Simply put, the term is the number of years a borrower has to repay a loan. The borrower typically has several different options, especially with mortgages, to find the term to meet his or her needs.
Mortgages can have different terms. Perhaps the most common is the 30-year fixed-rate mortgage. That means that the borrower has 30 years to pay off the loan and the interest rate remains the same throughout the time period for the loan. All fixed-rate mortgages have the same interest rate for the entire term.
For a 15-year fixed rate mortgage the term is 15 years, meaning that the borrower has 15 years to pay off the loan.

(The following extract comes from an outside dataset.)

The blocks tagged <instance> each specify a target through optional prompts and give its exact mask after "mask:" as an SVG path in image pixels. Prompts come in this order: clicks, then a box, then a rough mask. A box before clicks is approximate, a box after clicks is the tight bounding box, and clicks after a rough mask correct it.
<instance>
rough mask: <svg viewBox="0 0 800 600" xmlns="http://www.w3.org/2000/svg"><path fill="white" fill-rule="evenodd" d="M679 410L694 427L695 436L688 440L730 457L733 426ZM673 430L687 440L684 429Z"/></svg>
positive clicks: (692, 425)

Another type of mortgage, an adjustable rate mortgage (ARM), has an interest rate that changes during its term. With an ARM, the interest rate adjusts at a regular interval, which could be annually. A 1-year ARM has an interest rate that adjusts yearly for the 30 year term of the loan. Other types of ARMs, known as hybrid ARMs, have a fixed interest rate for a specified number of years, but then have an adjustable rate for the rest of the term.
The term for a loan begins at closing. Closing is the meeting where the loan transaction is legally finalized. At closing, the borrower will know the exact date that the final balance of the loan is due. The borrower makes monthly payments toward the loan for the rest of the term, or until the house is sold. Of course, refinancing the mortgage can also change the term of the loan.